Anton Bobrov wrote:
increasing the number of pollers/readers should help significantly on massively multi cpu/core systems help but it requires some fine tuning because you have to evaluate that against the cost of processing those requests otherwise all you gonna do is saturate your work queue so its good to have some mechanism to cap it and apply the brakes when needed as well. the real problems come from the cost of synchronization on those systems tho. while back i had some play time with fully loaded t5440 [256 h/w threads] and did manage to get it to 85% utilized with OpenDS. there was of course quite a number of threads involved thus various synchronization issues associated with them at that scale and architecture that normally have an insignificant difference on smaller systems. like when you have your multiple pollers/readers putting things on the work queue and multiple worker threads taking things from it. the more creative you can get making things safely lockless the better.

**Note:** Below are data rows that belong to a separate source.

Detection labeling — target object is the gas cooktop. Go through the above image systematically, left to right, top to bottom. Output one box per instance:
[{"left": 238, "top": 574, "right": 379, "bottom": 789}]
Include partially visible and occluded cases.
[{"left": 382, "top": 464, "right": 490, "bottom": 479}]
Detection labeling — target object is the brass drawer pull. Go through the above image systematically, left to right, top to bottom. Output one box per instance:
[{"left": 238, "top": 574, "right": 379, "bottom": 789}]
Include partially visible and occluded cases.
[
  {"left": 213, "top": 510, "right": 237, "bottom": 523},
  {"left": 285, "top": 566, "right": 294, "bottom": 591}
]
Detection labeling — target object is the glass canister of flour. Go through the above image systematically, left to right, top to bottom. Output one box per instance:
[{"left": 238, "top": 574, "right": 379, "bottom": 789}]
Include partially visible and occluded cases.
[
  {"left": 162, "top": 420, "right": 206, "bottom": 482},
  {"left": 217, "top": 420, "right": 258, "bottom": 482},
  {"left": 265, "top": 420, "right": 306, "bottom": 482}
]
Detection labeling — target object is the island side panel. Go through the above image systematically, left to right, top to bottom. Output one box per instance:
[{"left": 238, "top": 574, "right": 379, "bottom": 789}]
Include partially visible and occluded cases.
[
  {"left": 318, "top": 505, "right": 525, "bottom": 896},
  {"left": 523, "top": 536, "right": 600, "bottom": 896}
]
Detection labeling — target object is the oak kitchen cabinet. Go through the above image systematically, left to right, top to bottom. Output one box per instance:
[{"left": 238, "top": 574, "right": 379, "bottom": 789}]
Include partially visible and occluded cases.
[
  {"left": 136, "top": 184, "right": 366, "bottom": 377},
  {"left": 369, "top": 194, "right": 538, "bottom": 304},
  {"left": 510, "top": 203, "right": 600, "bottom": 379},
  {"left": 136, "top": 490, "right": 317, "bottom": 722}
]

Unfortunately, at this time writing lockless algorithms means resorting to heavily machine-dependent code and we've been trying to stick to standardized e.g. POSIX APIs. It would be pretty easy to write a CPU-cache-friendly producer/consumer queue in assembly language for a few specific architectures, and maybe doable using compiler-specific intrinsics, but our portability would go out the window.
(Which is not to say that the thought hasn't crossed my mind, numerous times already. I still have a very nice implementation I wrote in sparc assembly language kicking around here, but it seems that only x86-64 matters these days; that and ARM...)
On 02/08/2010 08:34, Emmanuel Lécharny wrote:
Here's the situation: suppose you have thousands of clients connected and active. Even if you have CPUs to spare, the number of connections you can acknowledge and dispatch is limited by the speed of the single thread that's processing select(). Even if all it does is walk thru the list of active descriptors and dispatch a job to the thread pool for each one, it's only possible to dispatch a fixed number of ops/second, no matter how many other CPUs there are.
I'm a bit surprised that the select() processing *is* the bottleneck... All in all, it's just -internally- a matter of processing a bit field to see which bit is set to 1, and then get back the FD that is associated with this bit. You must have some other tasks running that create this bottleneck.
I will have to check OpenLDAP code here...
Right now on a 24 core server I'm seeing 48,000 searches/second and 50% CPU utilization. Adding more clients only seems to increase the overall latency, but CPU usage and throughput don't increase any further.